If the internal unregistered flag is disabled, it unregisters the Spark application and cleans up the staging directory afterwards only when the final status of the ApplicationMaster’s registration is FinalApplicationStatus.SUCCEEDED or the number of application attempts is more than allowed.

The shutdown hook runs after the SparkContext is shut down, i.e. the shutdown priority is one less than SparkContext’s.

The shutdown hook is registered using Spark’s own ShutdownHookManager.addShutdownHook.

finish

Caution
FIXME

ExecutorLauncher

ExecutorLauncher comes with no extra functionality when compared to ApplicationMaster. It serves as a helper class to run ApplicationMaster under another class name in client deploy mode.

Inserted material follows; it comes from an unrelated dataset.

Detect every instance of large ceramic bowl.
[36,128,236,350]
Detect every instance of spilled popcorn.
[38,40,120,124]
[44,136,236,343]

With the two different class names (pointing at the same class ApplicationMaster) you should be more successful to distinguish between ExecutorLauncher (which is really a ApplicationMaster) in client deploy mode and the ApplicationMaster in cluster deploy mode using tools like ps or jps.

Note
Consider ExecutorLauncher a ApplicationMaster for client deploy mode.

Obtain Application Attempt Id (getAttemptId method)

getAttemptId(): ApplicationAttemptId

getAttemptId returns YARN’s ApplicationAttemptId (of the Spark application to which the container was assigned).

Internally, it queries YARN by means of YarnRMClient.

addAmIpFilter helper method

addAmIpFilter(): Unit

addAmIpFilter is a helper method that …​???

In cluster deploy mode (when ApplicationMaster runs with web UI), it sets spark.ui.filters system property as org.apache.hadoop.yarn.server.webproxy.amfilter.AmIpFilter. It also sets system properties from the key-value configuration of AmIpFilter (computed earlier) as spark.org.apache.hadoop.yarn.server.webproxy.amfilter.AmIpFilter.param.[key] being [value].

In client deploy mode (when ApplicationMaster runs on another JVM or even host than web UI), it simply sends a AddWebUIFilter to ApplicationMaster (namely to AMEndpoint RPC Endpoint).